Rolling off “The Theory of Everything,” James Marsh (“Man on a Wire”) is now officially attached to direct a film based on another singular British personality, fated amateur yachtsman Donald Crowhurst. Colin Firth stars in the story of Crowhurst’s desperate attempt to win the first round of the Golden Globe Yacht Race in 1968.
Euro film-TV group Studiocanal, Blueprint Pictures and BBC Films produce from a project developed by Christine Langan for BBC Films and Studiocanal, which will finance the untitled drama
Studiocanal will sell the project at the European Film Market.
Pete Czernin, Graham Broadbent and pic’s screenwriter Scott Z. Burns produce, alongside Nicolas Mauvernay and Jacques Perrin of Galatee. Studiocanal will distribute in the five territories where it operates direct distribution operations: the U.K., France, Germany, Australia and New Zealand.
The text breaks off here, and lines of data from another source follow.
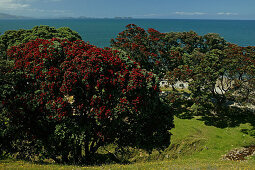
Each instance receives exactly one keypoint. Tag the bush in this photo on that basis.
(73, 98)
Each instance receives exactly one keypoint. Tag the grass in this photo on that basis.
(194, 146)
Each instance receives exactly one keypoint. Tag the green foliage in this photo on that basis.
(112, 100)
(15, 37)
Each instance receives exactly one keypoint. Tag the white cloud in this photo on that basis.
(190, 13)
(24, 8)
(6, 5)
(226, 13)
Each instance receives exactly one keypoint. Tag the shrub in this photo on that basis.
(74, 97)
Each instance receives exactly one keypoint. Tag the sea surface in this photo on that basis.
(99, 32)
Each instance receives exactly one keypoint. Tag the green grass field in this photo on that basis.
(193, 146)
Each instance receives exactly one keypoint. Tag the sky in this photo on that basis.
(163, 9)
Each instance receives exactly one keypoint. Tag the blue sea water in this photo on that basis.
(100, 31)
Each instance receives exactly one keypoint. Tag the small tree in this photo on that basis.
(150, 49)
(113, 100)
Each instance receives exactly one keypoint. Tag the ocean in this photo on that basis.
(99, 32)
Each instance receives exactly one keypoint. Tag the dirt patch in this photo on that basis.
(240, 154)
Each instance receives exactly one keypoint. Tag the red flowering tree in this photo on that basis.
(150, 49)
(74, 98)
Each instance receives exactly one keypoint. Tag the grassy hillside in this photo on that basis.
(194, 145)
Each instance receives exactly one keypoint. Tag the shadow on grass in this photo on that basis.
(97, 160)
(229, 117)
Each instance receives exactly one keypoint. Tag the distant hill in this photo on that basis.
(8, 16)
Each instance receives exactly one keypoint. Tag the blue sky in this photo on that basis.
(165, 9)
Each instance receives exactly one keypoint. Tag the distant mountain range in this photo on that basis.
(8, 16)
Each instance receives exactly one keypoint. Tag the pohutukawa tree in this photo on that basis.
(149, 48)
(74, 98)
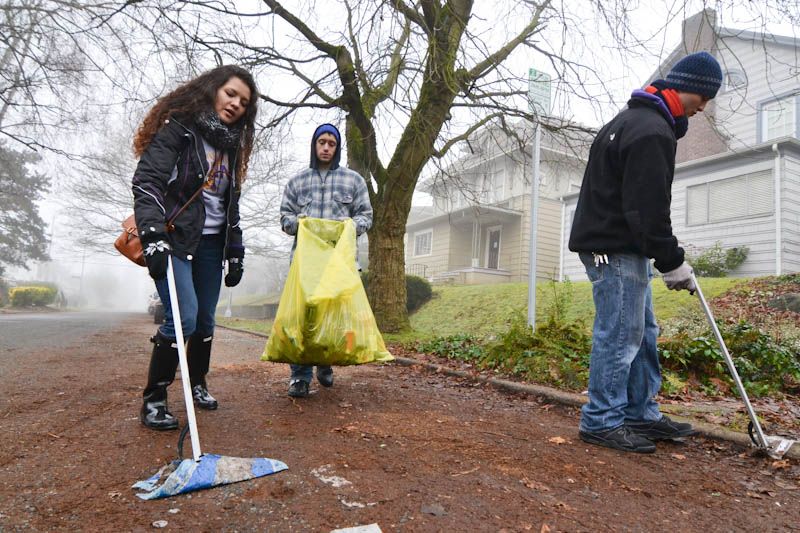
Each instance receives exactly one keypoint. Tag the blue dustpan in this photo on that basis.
(202, 471)
(187, 475)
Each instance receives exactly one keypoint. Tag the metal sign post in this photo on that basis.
(539, 104)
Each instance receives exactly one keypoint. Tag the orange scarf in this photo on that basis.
(671, 98)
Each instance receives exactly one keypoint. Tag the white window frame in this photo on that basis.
(707, 198)
(489, 230)
(730, 82)
(498, 176)
(791, 107)
(430, 246)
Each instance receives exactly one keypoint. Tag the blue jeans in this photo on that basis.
(198, 283)
(624, 372)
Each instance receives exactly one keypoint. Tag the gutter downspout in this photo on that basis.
(561, 244)
(776, 172)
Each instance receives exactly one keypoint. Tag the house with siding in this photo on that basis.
(479, 226)
(737, 178)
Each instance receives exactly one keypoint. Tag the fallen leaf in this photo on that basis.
(535, 485)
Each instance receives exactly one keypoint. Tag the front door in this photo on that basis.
(493, 260)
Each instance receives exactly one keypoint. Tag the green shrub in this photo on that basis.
(763, 365)
(3, 292)
(558, 353)
(464, 347)
(716, 262)
(32, 296)
(418, 290)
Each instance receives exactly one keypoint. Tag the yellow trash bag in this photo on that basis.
(324, 317)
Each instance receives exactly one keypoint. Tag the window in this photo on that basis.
(779, 118)
(422, 243)
(499, 185)
(745, 196)
(735, 79)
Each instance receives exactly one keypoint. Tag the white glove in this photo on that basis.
(680, 278)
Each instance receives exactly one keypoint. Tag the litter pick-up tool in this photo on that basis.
(202, 471)
(777, 446)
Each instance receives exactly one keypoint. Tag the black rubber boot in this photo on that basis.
(163, 364)
(199, 357)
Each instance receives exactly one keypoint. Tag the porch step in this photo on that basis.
(445, 278)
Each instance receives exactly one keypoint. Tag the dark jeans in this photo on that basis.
(198, 283)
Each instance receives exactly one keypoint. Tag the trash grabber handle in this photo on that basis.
(182, 360)
(762, 439)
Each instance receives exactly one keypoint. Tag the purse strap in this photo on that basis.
(209, 179)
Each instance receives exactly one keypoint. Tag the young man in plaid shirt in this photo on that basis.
(324, 190)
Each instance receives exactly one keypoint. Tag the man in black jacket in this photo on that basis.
(621, 222)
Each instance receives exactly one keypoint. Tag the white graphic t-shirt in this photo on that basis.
(215, 189)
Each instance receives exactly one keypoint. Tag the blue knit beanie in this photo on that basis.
(697, 73)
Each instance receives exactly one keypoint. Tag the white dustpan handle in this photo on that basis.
(182, 360)
(729, 361)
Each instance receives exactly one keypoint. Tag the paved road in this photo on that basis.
(30, 331)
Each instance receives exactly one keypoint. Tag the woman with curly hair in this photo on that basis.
(194, 146)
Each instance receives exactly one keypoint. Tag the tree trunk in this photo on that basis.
(387, 280)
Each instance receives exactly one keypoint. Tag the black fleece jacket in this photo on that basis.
(171, 169)
(624, 203)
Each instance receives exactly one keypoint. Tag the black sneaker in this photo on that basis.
(298, 388)
(619, 438)
(325, 376)
(203, 399)
(663, 429)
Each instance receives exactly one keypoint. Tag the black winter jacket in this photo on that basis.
(171, 169)
(624, 203)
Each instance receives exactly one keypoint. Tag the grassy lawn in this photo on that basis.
(258, 326)
(486, 309)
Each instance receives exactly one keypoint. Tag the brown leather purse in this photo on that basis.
(128, 243)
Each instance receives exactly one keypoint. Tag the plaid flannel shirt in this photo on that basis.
(343, 194)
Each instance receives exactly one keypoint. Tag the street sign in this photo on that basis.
(539, 92)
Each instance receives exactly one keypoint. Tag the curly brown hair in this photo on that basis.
(197, 96)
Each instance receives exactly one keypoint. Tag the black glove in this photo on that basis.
(235, 271)
(156, 253)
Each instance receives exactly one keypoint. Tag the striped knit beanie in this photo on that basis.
(697, 73)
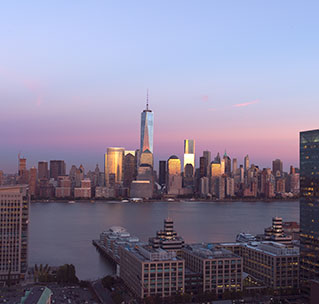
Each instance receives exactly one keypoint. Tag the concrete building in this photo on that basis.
(84, 191)
(309, 208)
(64, 187)
(167, 239)
(37, 295)
(113, 165)
(148, 272)
(14, 213)
(220, 269)
(57, 168)
(43, 170)
(274, 264)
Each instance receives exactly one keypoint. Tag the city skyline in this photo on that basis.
(211, 70)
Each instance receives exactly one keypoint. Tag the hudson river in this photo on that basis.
(62, 233)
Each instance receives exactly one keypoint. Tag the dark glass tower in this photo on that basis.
(309, 208)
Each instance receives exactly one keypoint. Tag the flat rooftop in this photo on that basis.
(210, 251)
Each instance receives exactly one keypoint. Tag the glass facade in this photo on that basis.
(147, 128)
(309, 207)
(189, 152)
(113, 162)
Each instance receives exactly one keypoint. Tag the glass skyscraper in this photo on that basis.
(309, 208)
(147, 127)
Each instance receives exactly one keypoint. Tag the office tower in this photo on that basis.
(113, 165)
(129, 167)
(1, 178)
(147, 126)
(277, 168)
(174, 178)
(188, 177)
(33, 181)
(246, 163)
(203, 166)
(235, 166)
(227, 162)
(162, 172)
(146, 158)
(57, 168)
(189, 153)
(22, 165)
(174, 165)
(43, 171)
(309, 208)
(14, 212)
(208, 156)
(64, 187)
(23, 174)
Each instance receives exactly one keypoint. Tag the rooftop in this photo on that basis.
(210, 251)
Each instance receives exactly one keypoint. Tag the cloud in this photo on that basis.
(245, 104)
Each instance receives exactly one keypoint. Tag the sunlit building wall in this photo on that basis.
(309, 208)
(14, 212)
(147, 128)
(189, 152)
(113, 165)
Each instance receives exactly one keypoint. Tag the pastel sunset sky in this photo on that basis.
(235, 75)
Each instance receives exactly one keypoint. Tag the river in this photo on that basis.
(62, 233)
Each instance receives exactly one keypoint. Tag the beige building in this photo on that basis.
(274, 264)
(113, 165)
(14, 212)
(85, 190)
(220, 269)
(149, 272)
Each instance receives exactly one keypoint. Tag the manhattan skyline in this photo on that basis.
(232, 77)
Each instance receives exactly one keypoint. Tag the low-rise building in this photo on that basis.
(85, 190)
(167, 239)
(220, 269)
(148, 271)
(274, 264)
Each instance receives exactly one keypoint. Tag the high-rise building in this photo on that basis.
(57, 168)
(189, 152)
(43, 171)
(23, 173)
(14, 212)
(33, 181)
(1, 178)
(208, 157)
(246, 163)
(309, 208)
(235, 166)
(113, 165)
(129, 167)
(162, 172)
(174, 178)
(147, 127)
(227, 161)
(277, 168)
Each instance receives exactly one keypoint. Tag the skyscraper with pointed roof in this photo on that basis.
(147, 125)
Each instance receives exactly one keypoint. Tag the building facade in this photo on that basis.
(14, 213)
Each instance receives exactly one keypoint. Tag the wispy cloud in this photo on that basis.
(245, 104)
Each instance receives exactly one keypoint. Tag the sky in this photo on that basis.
(240, 76)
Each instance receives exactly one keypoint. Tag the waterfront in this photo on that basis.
(62, 233)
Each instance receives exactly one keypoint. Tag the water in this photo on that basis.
(62, 233)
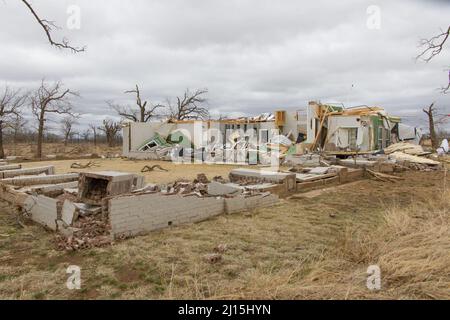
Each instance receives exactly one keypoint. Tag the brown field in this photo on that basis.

It is not hard to appreciate Marsh’s attraction to Donald Crowhurst’s extraordinary story. Like Philippe Petit, whose walk between the twin towers of the World Trade Center was recounted in “Man on a Wire,” which won Marsh an Academy Award for best documentary, Crowhurst faced a hugely daunting task, entering the Sunday Times Golden Globe Yacht Race, where sailors competed in round-the-world nonstop single-handed sail, despite never having sailed in a trimaran until several weeks before the race. Unlike Petit or Stephen Hawking in “The Theory of Everything,” Crowhurst faced overwhelming odds, and failed, but in a manner that remained engraved on the collective British psyche.